Explaining the application to withdraw, the DPP said: “We are withdrawing the charge because of emerging facts pending further investigations at the end of which we will probably come back with more charges and more counts.
“If you listen to our submissions in court, we distinguished Sections 107 from 108. While Section 107 provides that the application for withdrawal shall be in writing. Section 108 is silent on the mode, it gives the prosecutor the authority to apply to the judge, and our application was made pursuant to Section 108. “
On whether Emefiele is being denied access to his lawyers and relatives, he said “It is not true, he has unhindered access to his lawyers and relatives and his friends at all times.”
According to him, the DSS had not disobeyed the court order on bail.

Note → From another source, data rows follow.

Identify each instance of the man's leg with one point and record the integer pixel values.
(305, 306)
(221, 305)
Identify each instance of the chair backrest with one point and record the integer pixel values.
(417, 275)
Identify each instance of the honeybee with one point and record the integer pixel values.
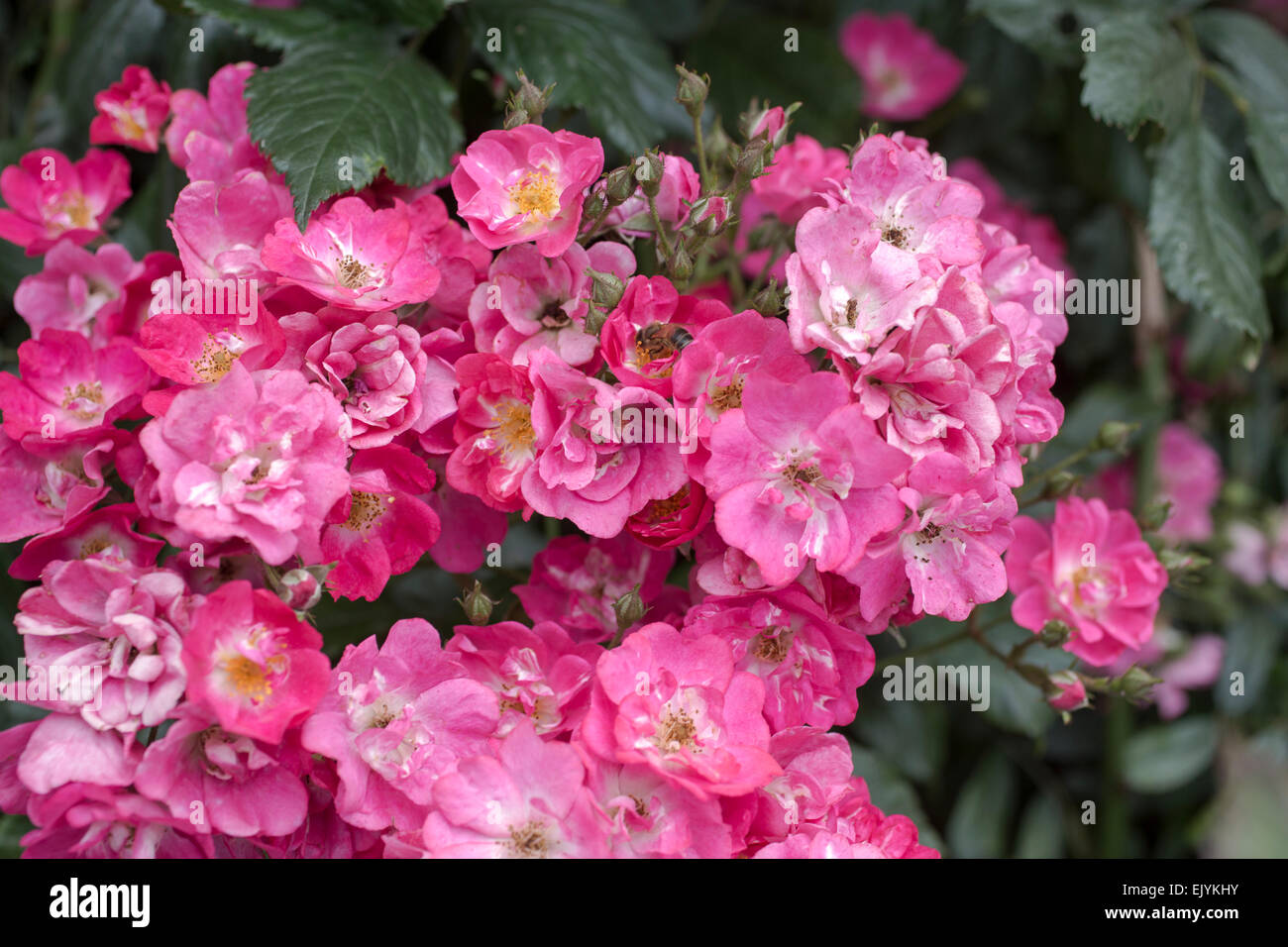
(660, 341)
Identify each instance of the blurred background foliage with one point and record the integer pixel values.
(1010, 781)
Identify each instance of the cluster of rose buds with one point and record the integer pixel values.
(200, 446)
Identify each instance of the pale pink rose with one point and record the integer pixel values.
(132, 111)
(1091, 570)
(51, 198)
(526, 184)
(905, 72)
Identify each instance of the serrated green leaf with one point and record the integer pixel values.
(1257, 55)
(1140, 71)
(600, 58)
(270, 26)
(360, 99)
(1201, 232)
(1164, 758)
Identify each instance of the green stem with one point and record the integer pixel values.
(1113, 809)
(703, 172)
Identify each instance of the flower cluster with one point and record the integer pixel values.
(201, 446)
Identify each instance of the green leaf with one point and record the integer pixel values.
(1041, 834)
(893, 793)
(1160, 759)
(360, 99)
(119, 33)
(1014, 703)
(1202, 234)
(1257, 54)
(600, 58)
(913, 735)
(978, 826)
(12, 828)
(1034, 24)
(269, 26)
(1250, 644)
(1140, 71)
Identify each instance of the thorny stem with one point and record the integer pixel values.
(703, 172)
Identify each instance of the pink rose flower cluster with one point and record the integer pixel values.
(200, 446)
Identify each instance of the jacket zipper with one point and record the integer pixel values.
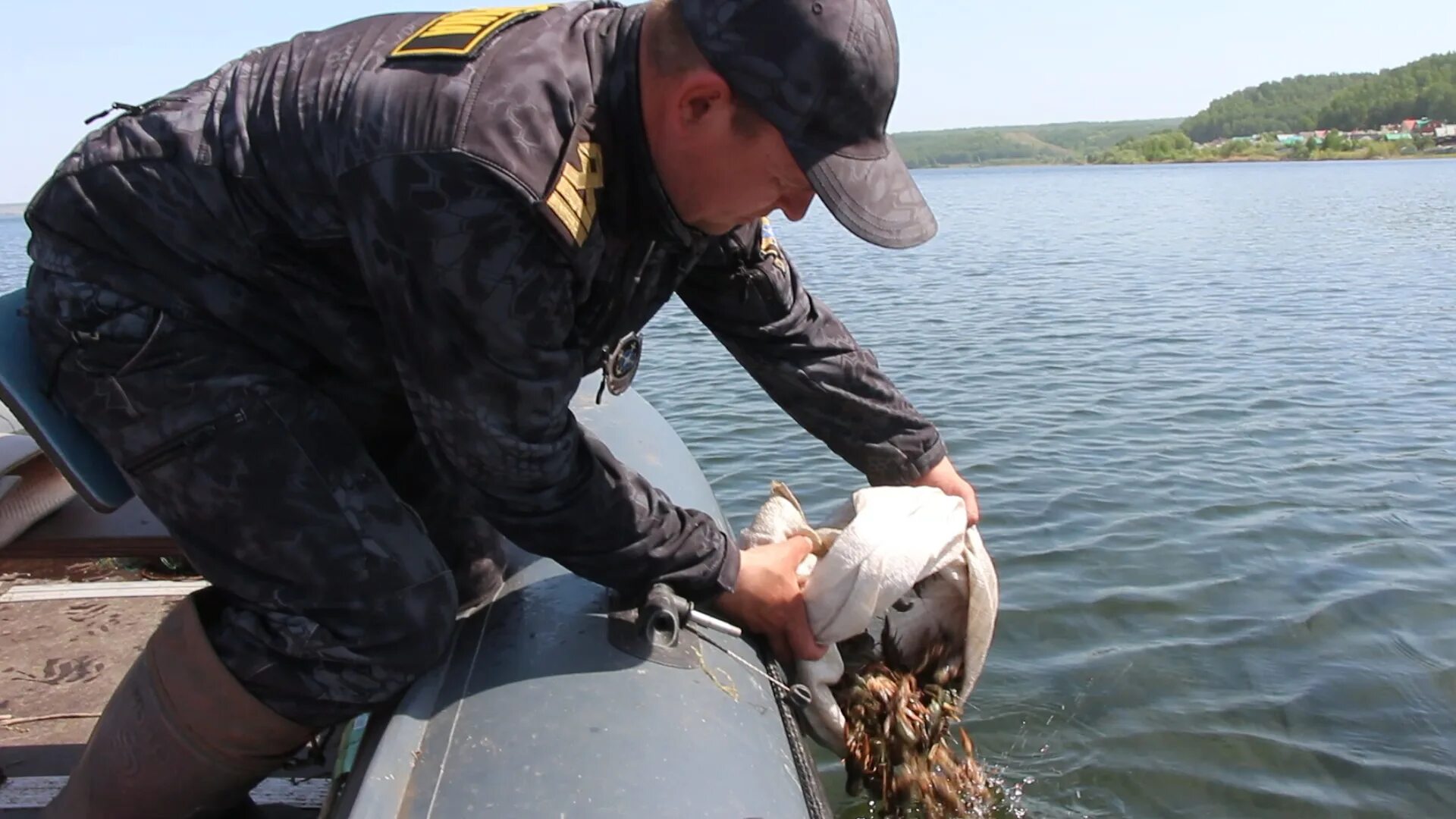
(191, 439)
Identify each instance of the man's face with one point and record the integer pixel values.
(721, 174)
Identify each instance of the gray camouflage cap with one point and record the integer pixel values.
(824, 74)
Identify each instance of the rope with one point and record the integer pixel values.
(814, 798)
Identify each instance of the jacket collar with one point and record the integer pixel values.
(632, 181)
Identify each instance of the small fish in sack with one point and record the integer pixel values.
(905, 595)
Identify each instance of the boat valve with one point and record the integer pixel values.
(664, 614)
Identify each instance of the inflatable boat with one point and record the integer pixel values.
(557, 698)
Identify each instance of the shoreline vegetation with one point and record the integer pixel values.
(1398, 112)
(1401, 112)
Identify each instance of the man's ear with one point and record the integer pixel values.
(701, 98)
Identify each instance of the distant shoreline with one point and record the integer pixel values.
(18, 209)
(1245, 159)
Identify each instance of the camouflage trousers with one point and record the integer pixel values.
(338, 556)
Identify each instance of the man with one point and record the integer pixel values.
(327, 309)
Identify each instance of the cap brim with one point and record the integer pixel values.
(875, 199)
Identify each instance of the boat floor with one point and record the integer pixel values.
(69, 632)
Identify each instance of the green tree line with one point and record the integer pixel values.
(1424, 88)
(1286, 105)
(1062, 142)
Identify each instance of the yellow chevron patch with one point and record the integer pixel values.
(459, 34)
(574, 197)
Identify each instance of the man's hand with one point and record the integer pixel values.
(767, 599)
(946, 479)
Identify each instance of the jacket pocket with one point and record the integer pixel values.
(185, 442)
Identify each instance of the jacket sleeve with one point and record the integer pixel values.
(476, 305)
(747, 292)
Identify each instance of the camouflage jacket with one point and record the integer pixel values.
(463, 209)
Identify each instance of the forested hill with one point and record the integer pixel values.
(1426, 88)
(1282, 107)
(1062, 142)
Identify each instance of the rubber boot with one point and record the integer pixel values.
(180, 739)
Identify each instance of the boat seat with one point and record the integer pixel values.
(71, 447)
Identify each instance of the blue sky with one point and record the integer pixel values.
(963, 63)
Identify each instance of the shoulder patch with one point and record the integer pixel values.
(573, 196)
(769, 243)
(460, 34)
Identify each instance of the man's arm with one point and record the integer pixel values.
(476, 303)
(748, 295)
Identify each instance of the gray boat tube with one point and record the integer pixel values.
(544, 706)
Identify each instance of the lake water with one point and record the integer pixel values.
(1212, 417)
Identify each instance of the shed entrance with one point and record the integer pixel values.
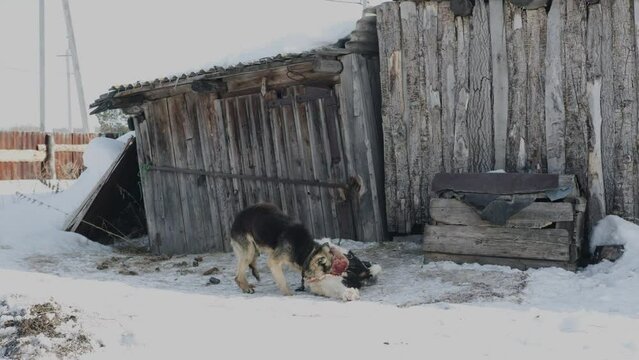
(204, 159)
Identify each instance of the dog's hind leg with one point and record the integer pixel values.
(275, 265)
(245, 254)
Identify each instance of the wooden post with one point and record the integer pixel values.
(48, 166)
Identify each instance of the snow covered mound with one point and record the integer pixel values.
(101, 153)
(613, 230)
(32, 224)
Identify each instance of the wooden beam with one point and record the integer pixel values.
(530, 4)
(500, 80)
(554, 95)
(543, 244)
(536, 215)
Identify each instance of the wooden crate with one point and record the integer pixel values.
(545, 233)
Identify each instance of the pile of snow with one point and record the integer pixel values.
(32, 224)
(613, 230)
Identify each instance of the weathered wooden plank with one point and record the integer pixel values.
(596, 196)
(447, 40)
(554, 95)
(320, 166)
(461, 157)
(277, 130)
(171, 238)
(268, 151)
(522, 264)
(608, 130)
(234, 148)
(148, 182)
(536, 215)
(229, 198)
(625, 203)
(338, 169)
(518, 68)
(389, 33)
(480, 115)
(499, 79)
(536, 124)
(545, 244)
(263, 193)
(575, 91)
(312, 196)
(431, 141)
(202, 106)
(408, 137)
(363, 145)
(245, 149)
(192, 188)
(293, 159)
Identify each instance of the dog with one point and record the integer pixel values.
(325, 268)
(346, 275)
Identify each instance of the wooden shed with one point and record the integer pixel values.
(300, 130)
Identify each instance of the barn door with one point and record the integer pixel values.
(308, 157)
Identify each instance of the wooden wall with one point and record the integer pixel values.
(205, 158)
(546, 90)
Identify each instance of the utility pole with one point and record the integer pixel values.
(41, 62)
(67, 60)
(76, 66)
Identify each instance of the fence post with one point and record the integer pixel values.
(48, 166)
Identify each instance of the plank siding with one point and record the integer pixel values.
(569, 106)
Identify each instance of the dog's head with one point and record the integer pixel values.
(319, 262)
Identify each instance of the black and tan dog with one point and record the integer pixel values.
(326, 269)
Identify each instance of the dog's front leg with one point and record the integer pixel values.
(332, 286)
(275, 266)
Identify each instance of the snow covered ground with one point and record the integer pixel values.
(62, 295)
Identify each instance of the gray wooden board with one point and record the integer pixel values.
(481, 149)
(499, 80)
(202, 106)
(536, 215)
(336, 169)
(410, 131)
(230, 200)
(447, 51)
(319, 169)
(518, 68)
(389, 33)
(245, 150)
(554, 102)
(625, 109)
(147, 179)
(193, 190)
(313, 197)
(430, 141)
(575, 95)
(535, 34)
(269, 151)
(173, 236)
(545, 244)
(521, 264)
(462, 95)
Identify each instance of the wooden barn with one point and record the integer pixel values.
(302, 131)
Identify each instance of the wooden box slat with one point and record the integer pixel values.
(536, 215)
(544, 244)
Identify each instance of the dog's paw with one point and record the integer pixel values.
(350, 294)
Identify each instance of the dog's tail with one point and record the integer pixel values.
(375, 269)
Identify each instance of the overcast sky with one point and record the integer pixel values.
(121, 41)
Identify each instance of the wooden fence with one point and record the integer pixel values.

He said: “When the court rendered its ruling granting the defendant bail, it was on two legs.
“He was granted bail and to be remanded in the custody of the Correctional Service pending the fulfilment of bail conditions.
“You will agree with me that there are administrative processes and protocols for handing over a detainee from one agency to another and that is what the State Services had to do, and that was what occasioned the delay in transferring him.
“On the basis of that is the fact that he is also being investigated for other offences, and there is also another pending charge at the FCT High Court as we speak.
“So all these combined slow down the process of complying with the order of the court. The new charge may contain unlawful possession of firearms among others.”
On the charge at the FCT, Abubakar said: “We have filed a 20-count charge against the defendant, which bothers on unlawful procurement under the ICPC Act, and taking unlawful advantage.”
Responding in a separate interview, the defence said it had no knowledge of any new charge.
Daudu said, “What we have not seen and what has not been served on us, to us is fiction. When we see it, we will deal with it.
“What is on the ground is disrespect to the court. That disgraceful incident that all of you witnessed should not be left unattended and the court fixed today (yesterday) to hear the issues.
“That disrespect to the court must be washed away and cannot be wished away before any step can be taken including withdrawal of the charge. There is a greater issue: are the courts to be used like tissue paper, blow your nose in it and throw it away?
“The courts are more than that. We came prepared but they ambushed us with an oral application for withdrawal. There is no difference between withdrawal and nolle prosequi. The constitution says that before you withdraw, you must be seen to be acting in the public interest, in the interest of Justice and must not be an abuse of the court process.”